Effects of modifiers of glycosaminoglycan biosynthesis on outflow facility in perfusion culture

PURPOSE. Glycosaminoglycans (GAGs) have been implicated in the regulation of outflow resistance of aqueous humor flow through the trabecular meshwork (TM). Their role was further investigated by assessment of the effects of chlorate, an inhibitor of sulfation, and β-xyloside, which provides a competitive nucleation point for addition of disaccharide units, in anterior segment perfusion culture. METHODS. Outflow facility was measured in perfused porcine and human anterior organ cultures treated with 20 or 50 mM sodium chlorate, or 1 mM β-xyloside. Perturbation of extracellular matrix (ECM) components was assessed in paraffin-embedded sections by immunofluorescence and confocal microscopy. Parallel experiments were conducted on cultured TM cells. RESULTS. Outflow facility increased in porcine eyes with chlorate (3-fold) and β-xyloside (3.5-fold) treatments. In human eyes, outflow increased approximately 1.5-fold and took longer (>48 hours) to occur. By confocal microscopy, immunostaining for chondroitin and heparan sulfates was observed on edges of human TM beams in nontreated eyes, with intense staining in the juxtacanalicular tissue (JCT) region. In treated eyes, staining of beam edges was severely reduced and was instead found in plaques.

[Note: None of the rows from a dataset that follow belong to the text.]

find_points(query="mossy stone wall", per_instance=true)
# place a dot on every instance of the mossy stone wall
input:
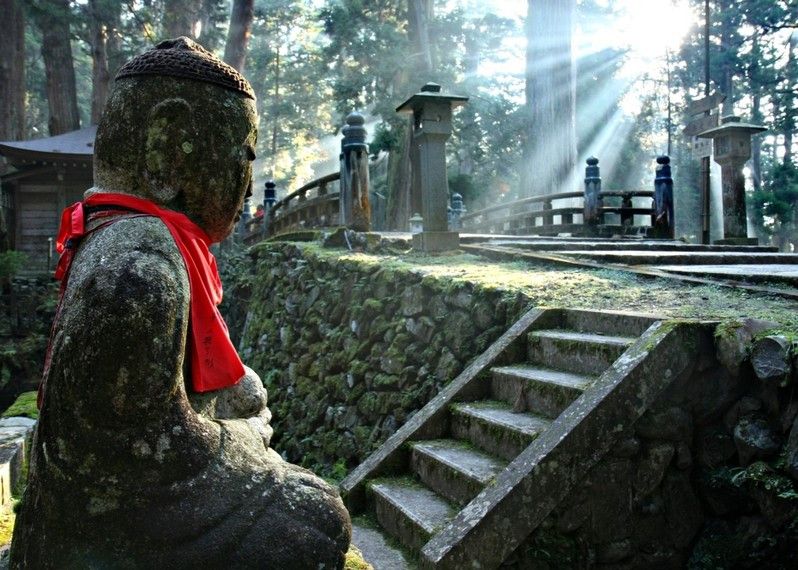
(350, 350)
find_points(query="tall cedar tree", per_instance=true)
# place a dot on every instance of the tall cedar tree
(53, 19)
(235, 50)
(181, 18)
(12, 71)
(550, 148)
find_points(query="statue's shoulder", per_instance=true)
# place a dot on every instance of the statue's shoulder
(138, 250)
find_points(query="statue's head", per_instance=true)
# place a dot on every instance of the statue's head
(179, 128)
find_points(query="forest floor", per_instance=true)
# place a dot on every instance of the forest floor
(547, 285)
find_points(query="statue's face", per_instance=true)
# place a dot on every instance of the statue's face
(221, 174)
(226, 172)
(184, 144)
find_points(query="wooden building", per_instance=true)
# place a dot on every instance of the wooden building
(44, 177)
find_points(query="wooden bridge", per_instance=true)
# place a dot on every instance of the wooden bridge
(588, 212)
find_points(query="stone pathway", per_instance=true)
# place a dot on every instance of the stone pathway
(743, 264)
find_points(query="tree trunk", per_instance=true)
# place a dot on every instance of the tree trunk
(399, 178)
(235, 50)
(100, 77)
(422, 61)
(550, 148)
(12, 71)
(790, 112)
(180, 18)
(727, 31)
(53, 21)
(419, 14)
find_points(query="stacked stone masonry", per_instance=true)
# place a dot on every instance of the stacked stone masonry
(706, 478)
(348, 351)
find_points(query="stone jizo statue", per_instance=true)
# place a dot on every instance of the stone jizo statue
(152, 450)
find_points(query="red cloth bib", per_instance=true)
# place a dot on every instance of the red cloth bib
(214, 361)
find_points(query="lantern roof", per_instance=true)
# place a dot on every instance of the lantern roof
(431, 92)
(731, 124)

Chlorate treatment resulted in a striated pattern of GAG staining in the human JCT region. Fibronectin immunostaining was altered in β-xyloside-treated eyes, whereas in cell culture, chlorate induced formation of thick fibronectin fibrils, to which tenascin C colocalized. CONCLUSIONS. Disrupting GAG chain biosynthesis increased outflow facility in perfusion culture and induced atypical ECM molecule interactions in cell culture. This study provides direct evidence of the critical role of GAG chains in regulating outflow resistance in human TM.